Question

The unit vector perpendicular to both vectors \( \hat{i} + \hat{k} \) and \( \hat{i} - \hat{k} \) is:

• A. \( 2 \hat{j} \)
• B. \( \hat{j} \)
• C. \( \frac{\hat{i} - \hat{k}}{\sqrt{2}} \)
• D. \( \frac{\hat{i} + \hat{k}}{\sqrt{2}} \)

Hint:

The cross product of two vectors results in a perpendicular vector. To find the unit vector, divide the cross product by its magnitude.

Answer 1

The Correct Option is B

Step 1: Cross product of two vectors.
The cross product of vectors \( \vec{A} = \hat{i} + \hat{k} \) and \( \vec{B} = \hat{i} - \hat{k} \) produces a vector perpendicular to both: \[ \vec{A} \times \vec{B} = \begin{vmatrix} \hat{i} & \hat{j} & \hat{k}
1 & 0 & 1
1 & 0 & -1 \end{vmatrix}. \] To calculate this, expand the determinant: \[ \vec{A} \times \vec{B} = \hat{i} \begin{vmatrix} 0 & 1
0 & -1 \end{vmatrix} - \hat{j} \begin{vmatrix} 1 & 1
1 & -1 \end{vmatrix} + \hat{k} \begin{vmatrix} 1 & 0
1 & 0 \end{vmatrix}. \] Step 2: Simplify the minors.
- First minor: \[ \begin{vmatrix} 0 & 1
0 & -1 \end{vmatrix} = 0. \] - Second minor: \[ \begin{vmatrix} 1 & 1
1 & -1 \end{vmatrix} = (1)(-1) - (1)(1) = -1 - 1 = -2. \] - Third minor: \[ \begin{vmatrix} 1 & 0
1 & 0 \end{vmatrix} = (1)(0) - (1)(0) = 0. \] Thus, we have: \[ \vec{A} \times \vec{B} = -(-2)\hat{j} = 2\hat{j}. \] Step 3: Normalize the resulting vector.
The magnitude of \( \vec{A} \times \vec{B} \) is \( 2 \).
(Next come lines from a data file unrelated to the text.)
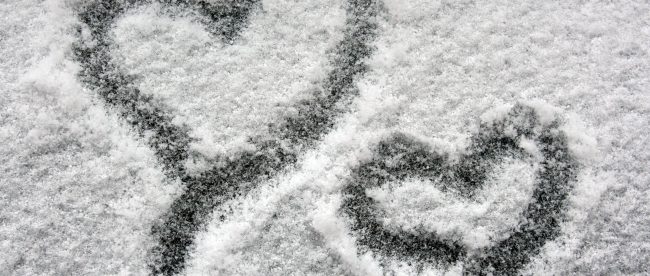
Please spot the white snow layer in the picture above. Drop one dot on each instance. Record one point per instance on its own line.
(79, 192)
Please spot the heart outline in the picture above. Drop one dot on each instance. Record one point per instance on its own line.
(401, 156)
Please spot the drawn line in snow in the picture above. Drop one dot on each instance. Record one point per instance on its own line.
(409, 158)
(400, 157)
(170, 142)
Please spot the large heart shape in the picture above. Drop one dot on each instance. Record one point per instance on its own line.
(400, 157)
(229, 177)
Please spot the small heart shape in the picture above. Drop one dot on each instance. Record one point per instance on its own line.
(400, 157)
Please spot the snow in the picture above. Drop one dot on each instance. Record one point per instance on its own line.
(79, 190)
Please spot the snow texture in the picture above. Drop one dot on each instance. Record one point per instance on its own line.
(285, 137)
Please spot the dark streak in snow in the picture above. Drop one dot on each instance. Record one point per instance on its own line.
(400, 157)
(170, 142)
(396, 158)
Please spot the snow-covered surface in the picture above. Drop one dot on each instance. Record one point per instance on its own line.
(79, 191)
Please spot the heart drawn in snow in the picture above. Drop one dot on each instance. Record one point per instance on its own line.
(400, 157)
(397, 158)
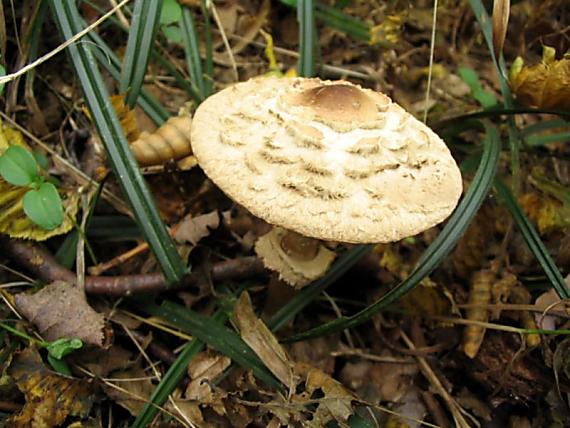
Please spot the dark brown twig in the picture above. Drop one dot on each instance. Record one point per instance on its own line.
(44, 266)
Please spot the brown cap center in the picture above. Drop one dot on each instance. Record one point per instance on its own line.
(339, 102)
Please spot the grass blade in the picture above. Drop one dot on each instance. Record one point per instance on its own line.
(190, 38)
(533, 240)
(485, 23)
(439, 249)
(107, 58)
(214, 334)
(171, 379)
(122, 160)
(144, 24)
(337, 19)
(209, 61)
(307, 37)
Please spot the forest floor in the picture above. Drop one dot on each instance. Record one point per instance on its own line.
(91, 331)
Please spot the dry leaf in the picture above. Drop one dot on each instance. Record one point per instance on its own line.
(335, 404)
(255, 333)
(479, 297)
(61, 310)
(169, 142)
(50, 398)
(203, 369)
(544, 85)
(133, 389)
(126, 116)
(192, 229)
(101, 362)
(501, 12)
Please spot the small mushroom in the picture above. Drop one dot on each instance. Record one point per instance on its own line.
(327, 160)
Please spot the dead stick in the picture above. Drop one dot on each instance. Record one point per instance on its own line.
(42, 264)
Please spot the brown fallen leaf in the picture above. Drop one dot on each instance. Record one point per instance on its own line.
(50, 398)
(192, 229)
(133, 389)
(203, 369)
(61, 310)
(501, 12)
(335, 402)
(255, 333)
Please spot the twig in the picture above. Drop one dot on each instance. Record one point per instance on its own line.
(455, 409)
(9, 77)
(43, 265)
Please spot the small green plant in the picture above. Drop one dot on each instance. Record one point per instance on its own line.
(42, 203)
(170, 18)
(57, 350)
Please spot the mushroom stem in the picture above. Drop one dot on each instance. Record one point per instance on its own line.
(298, 259)
(299, 247)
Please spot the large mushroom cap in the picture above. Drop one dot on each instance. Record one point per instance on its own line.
(327, 159)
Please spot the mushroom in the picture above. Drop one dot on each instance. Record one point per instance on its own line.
(327, 160)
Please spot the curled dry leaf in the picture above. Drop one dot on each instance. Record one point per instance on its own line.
(544, 85)
(50, 398)
(255, 333)
(501, 12)
(203, 369)
(169, 142)
(192, 229)
(61, 310)
(132, 390)
(479, 297)
(126, 116)
(335, 404)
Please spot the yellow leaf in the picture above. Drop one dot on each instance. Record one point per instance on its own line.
(126, 116)
(544, 85)
(13, 220)
(50, 398)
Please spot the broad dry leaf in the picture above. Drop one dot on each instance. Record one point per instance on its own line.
(255, 333)
(61, 310)
(335, 404)
(50, 398)
(193, 229)
(13, 221)
(203, 369)
(544, 85)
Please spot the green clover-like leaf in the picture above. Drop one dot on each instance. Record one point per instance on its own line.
(61, 347)
(44, 207)
(18, 166)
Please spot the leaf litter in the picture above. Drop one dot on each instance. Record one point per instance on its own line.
(504, 379)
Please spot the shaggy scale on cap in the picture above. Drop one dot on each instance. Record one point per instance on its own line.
(327, 159)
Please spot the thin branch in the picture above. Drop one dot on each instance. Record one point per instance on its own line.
(9, 77)
(44, 266)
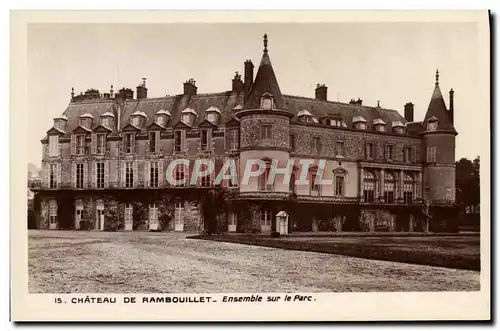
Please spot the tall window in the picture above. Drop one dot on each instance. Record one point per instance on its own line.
(53, 145)
(80, 144)
(292, 142)
(79, 175)
(204, 140)
(340, 148)
(53, 175)
(100, 174)
(339, 185)
(101, 143)
(408, 187)
(266, 132)
(129, 174)
(128, 142)
(265, 217)
(369, 151)
(389, 155)
(369, 186)
(153, 174)
(315, 145)
(53, 212)
(233, 139)
(408, 154)
(178, 141)
(389, 187)
(153, 142)
(431, 154)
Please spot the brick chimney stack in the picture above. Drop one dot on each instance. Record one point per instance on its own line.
(321, 92)
(409, 112)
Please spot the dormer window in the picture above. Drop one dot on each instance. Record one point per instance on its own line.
(188, 115)
(379, 125)
(432, 124)
(359, 122)
(266, 101)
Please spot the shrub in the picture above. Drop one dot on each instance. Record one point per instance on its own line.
(275, 234)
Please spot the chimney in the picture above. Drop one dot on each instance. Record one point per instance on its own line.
(452, 106)
(409, 112)
(238, 85)
(321, 92)
(142, 91)
(190, 87)
(248, 76)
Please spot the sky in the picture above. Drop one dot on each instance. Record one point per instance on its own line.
(391, 62)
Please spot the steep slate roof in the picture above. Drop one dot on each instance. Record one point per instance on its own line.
(437, 108)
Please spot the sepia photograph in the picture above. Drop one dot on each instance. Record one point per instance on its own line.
(243, 158)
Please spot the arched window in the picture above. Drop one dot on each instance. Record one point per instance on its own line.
(408, 188)
(264, 184)
(369, 186)
(389, 187)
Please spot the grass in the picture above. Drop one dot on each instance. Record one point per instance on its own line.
(460, 252)
(142, 262)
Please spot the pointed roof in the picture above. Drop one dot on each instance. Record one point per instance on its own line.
(265, 82)
(437, 108)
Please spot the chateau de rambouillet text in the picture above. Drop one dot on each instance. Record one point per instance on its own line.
(349, 166)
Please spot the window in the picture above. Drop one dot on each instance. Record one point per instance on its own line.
(408, 188)
(389, 152)
(128, 142)
(53, 145)
(53, 175)
(101, 143)
(292, 142)
(80, 144)
(178, 141)
(368, 186)
(369, 150)
(431, 154)
(266, 132)
(129, 175)
(233, 139)
(315, 145)
(340, 148)
(153, 141)
(432, 125)
(100, 175)
(339, 185)
(79, 175)
(179, 175)
(53, 212)
(204, 140)
(265, 217)
(389, 187)
(153, 174)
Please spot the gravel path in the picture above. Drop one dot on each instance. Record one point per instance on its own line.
(142, 262)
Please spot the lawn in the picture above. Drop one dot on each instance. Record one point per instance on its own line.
(451, 251)
(142, 262)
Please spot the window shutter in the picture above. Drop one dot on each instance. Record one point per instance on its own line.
(73, 174)
(73, 144)
(147, 172)
(135, 173)
(85, 174)
(93, 143)
(160, 173)
(106, 173)
(58, 184)
(94, 174)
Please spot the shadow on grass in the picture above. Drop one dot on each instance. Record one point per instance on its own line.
(365, 250)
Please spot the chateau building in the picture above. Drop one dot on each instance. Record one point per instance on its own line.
(388, 172)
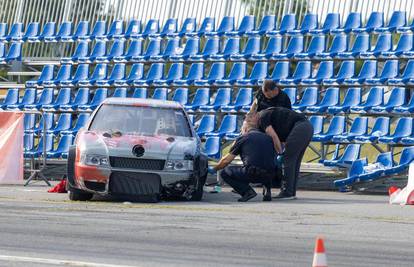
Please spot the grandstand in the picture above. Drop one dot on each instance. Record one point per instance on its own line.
(349, 70)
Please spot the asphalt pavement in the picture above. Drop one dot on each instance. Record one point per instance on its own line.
(44, 229)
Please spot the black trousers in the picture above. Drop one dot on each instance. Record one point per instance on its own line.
(296, 144)
(239, 178)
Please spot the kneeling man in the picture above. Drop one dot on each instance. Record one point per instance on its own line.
(257, 153)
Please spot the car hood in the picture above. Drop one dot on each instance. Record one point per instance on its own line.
(156, 147)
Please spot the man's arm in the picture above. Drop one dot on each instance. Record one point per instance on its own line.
(276, 142)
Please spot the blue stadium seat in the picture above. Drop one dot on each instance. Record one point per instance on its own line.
(325, 71)
(99, 73)
(352, 98)
(252, 48)
(228, 126)
(267, 24)
(302, 71)
(115, 29)
(384, 44)
(212, 147)
(160, 94)
(380, 128)
(133, 30)
(316, 45)
(346, 71)
(46, 97)
(191, 48)
(368, 70)
(81, 98)
(140, 93)
(404, 47)
(195, 72)
(63, 74)
(309, 98)
(336, 127)
(217, 72)
(398, 20)
(232, 47)
(99, 50)
(64, 33)
(247, 24)
(32, 33)
(15, 52)
(389, 71)
(375, 98)
(80, 122)
(226, 26)
(288, 23)
(134, 50)
(62, 98)
(100, 95)
(404, 128)
(407, 76)
(396, 99)
(360, 45)
(181, 96)
(294, 47)
(331, 98)
(375, 20)
(273, 47)
(81, 51)
(243, 101)
(223, 98)
(155, 72)
(359, 127)
(238, 71)
(175, 72)
(310, 22)
(351, 153)
(64, 123)
(63, 146)
(118, 73)
(189, 26)
(11, 98)
(116, 50)
(258, 74)
(201, 98)
(280, 71)
(332, 22)
(207, 125)
(29, 97)
(339, 45)
(45, 75)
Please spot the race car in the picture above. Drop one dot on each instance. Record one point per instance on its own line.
(138, 149)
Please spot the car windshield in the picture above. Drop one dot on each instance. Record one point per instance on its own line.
(148, 121)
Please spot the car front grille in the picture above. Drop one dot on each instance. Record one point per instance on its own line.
(132, 163)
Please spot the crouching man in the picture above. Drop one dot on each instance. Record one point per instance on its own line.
(257, 153)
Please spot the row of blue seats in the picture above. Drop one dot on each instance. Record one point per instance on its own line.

Therefore, the unit vector in the direction of \( \vec{A} \times \vec{B} \) is: \[ \frac{\vec{A} \times \vec{B}}{|\vec{A} \times \vec{B}|} = \frac{2\hat{j}}{2} = \hat{j}. \] Step 4: Final Answer.
The unit vector perpendicular to both \( \vec{A} \) and \( \vec{B} \) is: \[ \boxed{\hat{j}}. \]